And that’s with any given discipline, You know, swimming, basketball, like the all of these athletes have the mastery of their breath to movement to be able to sustain, you know, the physical demands of what they’re doing. I mean, they’re not necessarily in a therapeutic setting, although, you know, the sports is therapy for many people, but the healing aspect in soothing the nervous system is really linking the breath two gentle mindful movement. And it’s really it’s the synergy of all of it happening together and the repetition. So that’s where we get into the physical healing.

00:13:32

(Sufi Rubia) But if you understand that your body, your body is basically crystalized emotion and that you’re kind of chipping away through the physical body at the emotional distress, then you’re bringing it all together in a in a holistic approach to healing the mind. The body and the spirit, the spirit is taking on the responsibility of developing an ethical practice, you know, in your daily endeavors, whatever that means to you through religion through volunteer work and generous practices and giving and offering and all of that. So that’s the spiritual process. But we’re addressing the well, we can address all of it. We’re right now, we’re talking about the physical part, Right?

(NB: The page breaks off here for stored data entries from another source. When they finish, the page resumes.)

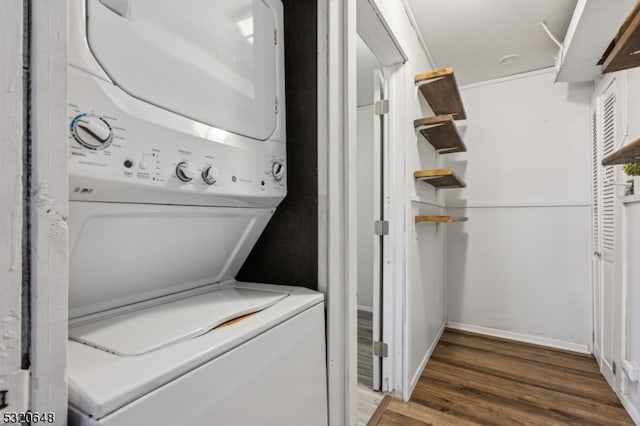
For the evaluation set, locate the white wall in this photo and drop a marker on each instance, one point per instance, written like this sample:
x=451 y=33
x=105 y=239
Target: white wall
x=521 y=266
x=417 y=251
x=365 y=206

(Carol Chapman) What else would you like to share with respect to that interesting term that use crystallized emotion. Maybe we can talk a little bit more about that and how it releases that and maybe even transforms it.

00:14:32

(Sufi Rubia) I feel that you have to approach these technologies and modalities with intention. You can move to move for the sake of moving and you’ll benefit from, you know, from the movement. You know, you do an hour class and you moved for an hour and there’s a benefit there. But if you know internally that you’re dealing with some stuff, then it’s locating it in your body with mindfulness, gentleness, self-compassion and allowing the movement and the breath to become the tool by which your healing that within that that physical space. So some people hold their emotions and their hips and their bellies, you know, in their chest and their shoulders. You know, like we have the warnings the warnings are there. So it’s really taking the time to acknowledge something’s going on. And then mindfully peeling back the layers of the stagnation or the points of tension.

00:15:43

(Sufi Rubia) Again, Still, in my experience, I think yoga creates more tension than release for me. For whatever reason, it’s really through my Tai Chi practice and Qi Gong practice that I find it’s a gentler place to release the tension.

(Carol Chapman) Yeah, I was going to say softer, a little bit softer, more gentle. Whereas yoga is a bit more rigorous.

(Sufi Rubia) If you have a Vinyasa practice, even yin practice yin yoga is very intense. Yes, you’re going deeper into the connective tissue and you’re holding these Asanas for a longer period of time and they’re useful. It’s useful. Again, I don’t shy away from yoga, it’s just I don’t know, Tai Chi is a gentler place to start if you’re on a healing journey.

(Carol Chapman) How did it heal you? Or let’s put it this way, I don’t think we’re ever fully healed. How has the healing occurred for you as a result of these practices?

00:16:47

(Carol Chapman) Number one and number two, how has it changed your perception of yourself and the world?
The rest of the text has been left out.